Depression, Difficult to Treat Depression and Treatment Resistant Depression: Reasons for Failing to Respond to First-Line Treatment

Journal of Psychiatry Reform vol 9 #15

Alan Eppel, MB, FRCPC1, Ana Hategan, MD, FRCPC2

Author information

1  Professor, Department of Psychiatry and Behavioural Neurosciences, Michael G. DeGroote School of Medicine, Faculty of Health Sciences, McMaster University, Hamilton, ON, Canada. iD:

2  Clinical Professor, Division of Geriatric Psychiatry, Department of Psychiatry and Behavioural Neurosciences, Michael G. DeGroote School of Medicine, Faculty of Health Sciences, McMaster University, Hamilton, ON, Canada. iD:


Treatment resistant depression represents a dilemma for healthcare providers. Depression is a heterogeneous disorder, as reflected by heterogeneity of treatment effect and variable nonresponse rates. Treatment resistant depression has evaded universal definition and meaning, but the term is frequently applied to those who have not responded to at least two antidepressant trials of adequate dose and duration. However, treatment response has different meanings across multiple research settings. The aim of this narrative review is to examine the challenges of the definition of treatment resistant depression and provide some caveats and recommendations for real-world clinical practice. The authors call for a strengthening of research criteria and research integrity in order to ensure increased validity of future study outcomes.


Depression is among the commonest of psychiatric disorders and constitutes a major percentage of patient presentations [1]. The individual, family and societal impact of depressive illness is enormous, with high rates suffering and incapacity [1]. Many patients present with uncomplicated symptoms and respond to first-line therapies. First-line interventions include antidepressants and/or cognitive behavioural therapy. There is agreement across various national treatment guidelines on a list of first-line antidepressant medications. Many patients, however, do not respond to first-line and may experience prolonged bouts of depression lasting months or years. Nevertheless, there are no agreed guidelines for second-line treatment interventions. The options include switching to a different antidepressant, augmentation with other medications (e.g., lithium, triiodothyronine (T3), stimulants), adding a second antidepressant, adding medications from other psychotropic classes, switching to alternate forms of psychotherapy, or using somatic therapies including electroconvulsive therapy (ECT) and repetitive transcranial magnetic stimulation [1, 2].

Treatment Resistant Depression: A Misappropriated Term

There is no agreed definition for the term “treatment resistant depression” [2]. The term is frequently used inappropriately when first or second-line treatments are not effective in cases when new medications or other therapeutic agents are being examined for efficacy. For example, in many of the studies on ketamine the definition used is the failure to respond to two courses of antidepressants without specification of antidepressant class, maximal dosage or duration of treatment [3].

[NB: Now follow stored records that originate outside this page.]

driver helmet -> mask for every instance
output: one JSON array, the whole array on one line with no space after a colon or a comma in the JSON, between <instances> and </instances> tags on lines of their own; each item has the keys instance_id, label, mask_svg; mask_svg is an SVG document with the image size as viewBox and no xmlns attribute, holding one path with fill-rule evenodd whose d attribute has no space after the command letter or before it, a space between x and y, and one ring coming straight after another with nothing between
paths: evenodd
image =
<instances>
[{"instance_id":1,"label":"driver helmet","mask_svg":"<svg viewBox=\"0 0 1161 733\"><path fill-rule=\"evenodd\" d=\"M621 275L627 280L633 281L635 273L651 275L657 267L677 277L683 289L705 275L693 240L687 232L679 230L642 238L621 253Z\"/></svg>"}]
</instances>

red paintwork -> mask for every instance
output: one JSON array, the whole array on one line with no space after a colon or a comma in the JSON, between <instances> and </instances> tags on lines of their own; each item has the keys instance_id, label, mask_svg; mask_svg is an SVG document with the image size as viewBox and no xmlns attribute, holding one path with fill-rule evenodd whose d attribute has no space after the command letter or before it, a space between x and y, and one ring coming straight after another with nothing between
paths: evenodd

More rigorous definitions of treatment resistant depression include treatment with antidepressants from different therapeutic classes at maximal doses for at least eight weeks. Choices include SSRIs, dual acting antidepressants, tricyclics and MAO inhibitors. Additional requirements should include an adequate course of ECT and an adequate course of psychotherapy.

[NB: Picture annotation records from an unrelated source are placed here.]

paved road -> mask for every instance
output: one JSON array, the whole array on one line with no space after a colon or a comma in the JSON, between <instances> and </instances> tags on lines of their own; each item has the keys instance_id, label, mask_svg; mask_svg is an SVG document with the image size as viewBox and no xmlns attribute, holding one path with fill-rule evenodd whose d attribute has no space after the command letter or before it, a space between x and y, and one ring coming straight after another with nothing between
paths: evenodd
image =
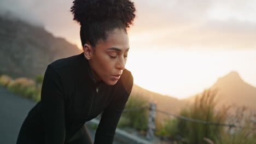
<instances>
[{"instance_id":1,"label":"paved road","mask_svg":"<svg viewBox=\"0 0 256 144\"><path fill-rule=\"evenodd\" d=\"M16 143L20 128L30 110L36 105L0 86L0 143ZM94 131L90 130L94 139ZM118 144L117 143L115 143Z\"/></svg>"}]
</instances>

Alternatives to the term “treatment resistant depression” have been proposed, such as “difficult to treat depression” and “refractory depression,” but these terms also lack agreed upon criteria and cannot be used to compare studies [3-5]. The bottom line is that the absence of an agreed definition of treatment resistant depression means that study populations are not comparable and conclusions from individual studies cannot be generalized.

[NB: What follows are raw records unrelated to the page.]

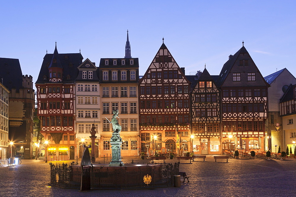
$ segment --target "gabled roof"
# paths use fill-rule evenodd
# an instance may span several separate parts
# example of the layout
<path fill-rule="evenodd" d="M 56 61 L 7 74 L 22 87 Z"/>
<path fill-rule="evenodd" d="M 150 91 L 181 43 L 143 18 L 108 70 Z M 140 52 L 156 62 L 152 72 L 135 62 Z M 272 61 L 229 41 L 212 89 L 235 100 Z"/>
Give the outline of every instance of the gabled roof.
<path fill-rule="evenodd" d="M 265 80 L 266 82 L 267 82 L 270 85 L 274 81 L 274 80 L 277 78 L 285 70 L 286 70 L 289 73 L 291 74 L 291 73 L 289 72 L 289 71 L 286 68 L 283 68 L 281 70 L 280 70 L 279 71 L 277 71 L 275 73 L 274 73 L 272 74 L 271 74 L 269 75 L 268 75 L 265 77 L 264 78 L 264 79 Z M 291 74 L 291 75 L 293 76 L 294 78 L 295 78 L 295 77 Z M 296 79 L 296 78 L 295 78 Z"/>
<path fill-rule="evenodd" d="M 18 59 L 0 58 L 0 76 L 3 78 L 2 84 L 9 91 L 22 87 L 22 73 Z"/>
<path fill-rule="evenodd" d="M 291 101 L 294 99 L 294 89 L 296 84 L 292 85 L 290 84 L 288 89 L 284 93 L 284 95 L 280 99 L 280 103 L 288 101 Z"/>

It should be noted that national and international treatment guidelines are unable to demonstrate agreement about what to do when first-line treatments fail [2, 4-7].  What is the second step? Should the clinician switch within the same class of antidepressant, switch to another class, augment with lithium, T3, or stimulant, add an antipsychotic medication, or combine with another antidepressant from a different class?

Diagnosis and Misdiagnosis

The DSM diagnosis of major depression is broad and nonspecific resulting in a heterogeneous group of phenotypes [8-11]. The concept of comorbidity illustrates the problem of overlapping of DSM categories. Parker et al. [8] have stated that the concept of “major depression” is analogous to describing a syndrome of “major breathlessness”. If patients with asthma, cardiac failure and pneumonia were all diagnosed with “major breathlessness” and prescribed the same treatment, the outcomes would be catastrophic [8]. Clinicians are often seduced by the presentation of depressive symptoms and speedily reach for the prescription pad to prescribe a first-line antidepressant. While a rose may always be a rose, depression is very definitely not always depression. Indeed, there have been calls for a change in the paradigm for classifying and treating depression [9-11].

Frequently, the principal condition may be any or all of the following: bipolar disorder, depressive phase or mixed state; posttraumatic stress disorder; emotional dysregulation associated with borderline personality or antisocial personality; primary substance use disorder; or specific medical illnesses such as cancer, chronic pain, and thyroid disease.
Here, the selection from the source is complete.